$\newcommand\R{\mathbb R}\newcommand\Q{\mathcal Q}$For mutually orthogonal vectors unit vectors $a=[a_1,\dots,a_n]^T$ and $b=[b_1,\dots,b_n]^T$ in $\R^n=\R^{n\times1}$ (so that $n\ge2$) and for all $x=[x_1,x_2]^T\in\R^2$, let $$\|x\|_{a,b}:=\sum_{i=1}^n|a_i x_1+b_i x_2|\quad\text{and}\quad \|x\|_1:=|x_1|+|x_2|.$$ Let $$N_{a,b}:=\max\{\|x\|_1\colon x\in\R^2,\,\|x\|_{a,b}\le1\},$$ the norm of the identity operator on $\R^2$ with respect to the norms $\|\cdot\|_{a,b}$ and $\|\cdot\|_1$.

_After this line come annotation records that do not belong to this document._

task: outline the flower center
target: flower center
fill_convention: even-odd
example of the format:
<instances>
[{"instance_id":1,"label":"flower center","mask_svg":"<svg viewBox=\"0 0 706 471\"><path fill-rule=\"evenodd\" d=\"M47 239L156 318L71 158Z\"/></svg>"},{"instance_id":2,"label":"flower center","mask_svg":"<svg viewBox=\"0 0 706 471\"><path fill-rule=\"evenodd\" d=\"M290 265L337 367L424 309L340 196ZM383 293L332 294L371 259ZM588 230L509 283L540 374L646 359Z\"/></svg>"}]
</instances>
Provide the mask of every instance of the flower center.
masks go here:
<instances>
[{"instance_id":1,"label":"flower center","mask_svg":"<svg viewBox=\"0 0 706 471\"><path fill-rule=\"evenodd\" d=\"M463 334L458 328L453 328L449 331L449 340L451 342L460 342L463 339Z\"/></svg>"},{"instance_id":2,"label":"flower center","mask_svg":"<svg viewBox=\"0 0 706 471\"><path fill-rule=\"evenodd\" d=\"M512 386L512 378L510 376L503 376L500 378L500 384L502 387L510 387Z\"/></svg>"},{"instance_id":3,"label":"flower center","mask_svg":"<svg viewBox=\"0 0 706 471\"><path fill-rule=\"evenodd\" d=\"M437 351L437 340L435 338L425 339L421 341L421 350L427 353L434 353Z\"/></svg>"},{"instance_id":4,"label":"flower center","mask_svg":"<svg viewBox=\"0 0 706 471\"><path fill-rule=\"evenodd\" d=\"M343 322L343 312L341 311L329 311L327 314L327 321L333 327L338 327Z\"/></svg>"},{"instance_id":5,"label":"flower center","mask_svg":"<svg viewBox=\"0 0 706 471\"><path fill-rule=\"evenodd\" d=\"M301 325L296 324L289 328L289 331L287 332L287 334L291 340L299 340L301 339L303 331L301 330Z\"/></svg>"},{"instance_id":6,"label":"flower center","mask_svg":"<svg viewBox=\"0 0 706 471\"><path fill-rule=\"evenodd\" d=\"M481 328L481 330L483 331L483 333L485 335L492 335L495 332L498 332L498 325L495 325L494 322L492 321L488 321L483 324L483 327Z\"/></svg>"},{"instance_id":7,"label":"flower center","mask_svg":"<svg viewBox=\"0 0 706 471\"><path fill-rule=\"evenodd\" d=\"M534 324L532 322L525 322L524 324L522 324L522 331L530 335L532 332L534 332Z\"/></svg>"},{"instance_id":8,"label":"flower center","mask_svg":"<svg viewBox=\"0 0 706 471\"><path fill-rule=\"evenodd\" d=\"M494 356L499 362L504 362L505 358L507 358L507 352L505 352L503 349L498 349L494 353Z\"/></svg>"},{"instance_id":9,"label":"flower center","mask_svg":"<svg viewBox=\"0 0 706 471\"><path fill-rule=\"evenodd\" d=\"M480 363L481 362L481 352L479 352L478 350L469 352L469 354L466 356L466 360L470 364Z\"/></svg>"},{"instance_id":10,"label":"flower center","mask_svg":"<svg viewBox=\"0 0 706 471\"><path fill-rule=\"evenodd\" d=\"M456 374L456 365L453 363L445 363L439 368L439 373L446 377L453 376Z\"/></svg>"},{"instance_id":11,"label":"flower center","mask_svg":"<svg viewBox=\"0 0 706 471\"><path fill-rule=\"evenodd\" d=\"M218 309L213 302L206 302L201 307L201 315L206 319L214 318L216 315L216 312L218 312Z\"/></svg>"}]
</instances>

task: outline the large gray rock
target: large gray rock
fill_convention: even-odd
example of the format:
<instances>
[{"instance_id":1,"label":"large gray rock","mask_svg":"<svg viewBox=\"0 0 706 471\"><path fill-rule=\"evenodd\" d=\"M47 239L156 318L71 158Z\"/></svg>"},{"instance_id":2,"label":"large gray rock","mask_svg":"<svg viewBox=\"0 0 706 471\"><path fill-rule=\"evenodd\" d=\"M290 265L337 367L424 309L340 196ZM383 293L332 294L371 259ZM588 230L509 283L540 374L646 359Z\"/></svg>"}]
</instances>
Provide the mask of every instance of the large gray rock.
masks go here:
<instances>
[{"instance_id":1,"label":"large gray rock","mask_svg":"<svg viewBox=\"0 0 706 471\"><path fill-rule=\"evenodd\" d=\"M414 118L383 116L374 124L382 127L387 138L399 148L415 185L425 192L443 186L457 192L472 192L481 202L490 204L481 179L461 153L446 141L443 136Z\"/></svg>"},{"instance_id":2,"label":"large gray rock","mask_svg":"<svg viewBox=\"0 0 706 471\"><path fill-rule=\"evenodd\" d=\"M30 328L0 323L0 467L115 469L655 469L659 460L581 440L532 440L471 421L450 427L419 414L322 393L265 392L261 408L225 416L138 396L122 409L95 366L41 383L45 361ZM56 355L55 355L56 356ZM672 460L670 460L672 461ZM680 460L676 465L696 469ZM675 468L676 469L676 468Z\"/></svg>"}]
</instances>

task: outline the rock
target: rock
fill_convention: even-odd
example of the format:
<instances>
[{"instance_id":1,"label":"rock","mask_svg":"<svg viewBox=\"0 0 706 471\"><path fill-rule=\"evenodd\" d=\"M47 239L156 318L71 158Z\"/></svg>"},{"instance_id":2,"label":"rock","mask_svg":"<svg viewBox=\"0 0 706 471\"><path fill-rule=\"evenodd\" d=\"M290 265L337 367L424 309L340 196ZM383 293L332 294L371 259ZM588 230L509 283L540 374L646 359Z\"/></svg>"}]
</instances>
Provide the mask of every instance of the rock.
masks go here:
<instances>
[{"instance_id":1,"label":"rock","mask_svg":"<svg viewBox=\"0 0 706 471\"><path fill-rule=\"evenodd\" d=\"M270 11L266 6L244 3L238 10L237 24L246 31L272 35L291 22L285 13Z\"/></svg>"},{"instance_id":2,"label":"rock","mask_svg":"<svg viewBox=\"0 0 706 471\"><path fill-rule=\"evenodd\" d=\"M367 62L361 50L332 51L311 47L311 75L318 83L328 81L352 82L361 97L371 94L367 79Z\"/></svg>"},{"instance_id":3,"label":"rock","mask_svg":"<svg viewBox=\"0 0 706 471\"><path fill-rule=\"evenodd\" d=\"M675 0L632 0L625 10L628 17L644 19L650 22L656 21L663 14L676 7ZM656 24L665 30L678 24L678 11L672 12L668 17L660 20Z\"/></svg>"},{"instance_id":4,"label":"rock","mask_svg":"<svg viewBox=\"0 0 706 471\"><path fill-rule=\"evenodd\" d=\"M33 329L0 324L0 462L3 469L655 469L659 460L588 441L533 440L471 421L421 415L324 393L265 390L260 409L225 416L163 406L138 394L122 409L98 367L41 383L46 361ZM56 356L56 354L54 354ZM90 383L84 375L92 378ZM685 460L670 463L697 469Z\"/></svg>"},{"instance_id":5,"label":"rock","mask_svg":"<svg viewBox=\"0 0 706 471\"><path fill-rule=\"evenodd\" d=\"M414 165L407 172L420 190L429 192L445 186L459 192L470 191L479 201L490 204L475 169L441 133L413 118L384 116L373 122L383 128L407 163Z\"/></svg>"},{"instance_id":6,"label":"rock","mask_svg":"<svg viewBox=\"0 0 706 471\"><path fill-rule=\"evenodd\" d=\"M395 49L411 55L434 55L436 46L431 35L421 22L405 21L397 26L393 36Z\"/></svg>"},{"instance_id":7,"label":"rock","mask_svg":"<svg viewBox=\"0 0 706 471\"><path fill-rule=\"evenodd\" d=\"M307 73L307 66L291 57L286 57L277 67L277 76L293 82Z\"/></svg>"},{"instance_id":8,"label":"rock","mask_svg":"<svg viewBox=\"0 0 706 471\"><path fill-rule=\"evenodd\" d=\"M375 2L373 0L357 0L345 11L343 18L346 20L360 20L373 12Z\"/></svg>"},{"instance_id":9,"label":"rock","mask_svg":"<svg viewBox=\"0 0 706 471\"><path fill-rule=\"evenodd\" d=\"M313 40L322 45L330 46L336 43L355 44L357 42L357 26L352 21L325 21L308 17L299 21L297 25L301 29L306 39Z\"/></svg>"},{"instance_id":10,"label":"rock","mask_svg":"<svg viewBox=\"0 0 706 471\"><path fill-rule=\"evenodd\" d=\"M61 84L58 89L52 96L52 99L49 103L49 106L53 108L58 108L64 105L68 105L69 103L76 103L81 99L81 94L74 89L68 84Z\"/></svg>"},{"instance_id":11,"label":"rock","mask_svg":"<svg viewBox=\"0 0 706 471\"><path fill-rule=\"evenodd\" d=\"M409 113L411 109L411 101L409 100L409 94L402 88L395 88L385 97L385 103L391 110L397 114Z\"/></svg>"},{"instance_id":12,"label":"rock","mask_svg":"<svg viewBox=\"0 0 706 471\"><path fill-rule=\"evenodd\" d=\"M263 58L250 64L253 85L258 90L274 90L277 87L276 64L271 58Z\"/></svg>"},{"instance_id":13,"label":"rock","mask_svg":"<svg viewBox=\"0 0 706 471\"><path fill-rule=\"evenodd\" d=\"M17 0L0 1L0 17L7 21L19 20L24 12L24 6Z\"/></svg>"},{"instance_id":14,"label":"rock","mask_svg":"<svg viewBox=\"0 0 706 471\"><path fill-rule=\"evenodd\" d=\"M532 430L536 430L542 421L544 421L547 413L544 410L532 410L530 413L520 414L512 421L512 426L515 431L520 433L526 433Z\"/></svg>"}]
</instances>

It was shown that the exact upper bound on $N_{a,b}$ over all mutually orthogonal unit vectors $a$ and $b$ in $\R^n$ is $\sqrt2$.
Now, for mutually orthogonal unit vectors $c$ and $d$ in $\R^n$, let $\Q_{c,d}$ denote the set of all orthogonal matrices $Q\in\R^{n\times n}$ whose first two columns are $c$ and $d$. For any $Q\in\Q_{c,d}$, let $a_Q$ and $b_Q$ denote the first two columns of the matrix $Q^T$.
Question: Can one give an explicit expression for $\min\{ N_{a_Q,b_Q}\colon Q\in\Q_{c,d}\}$?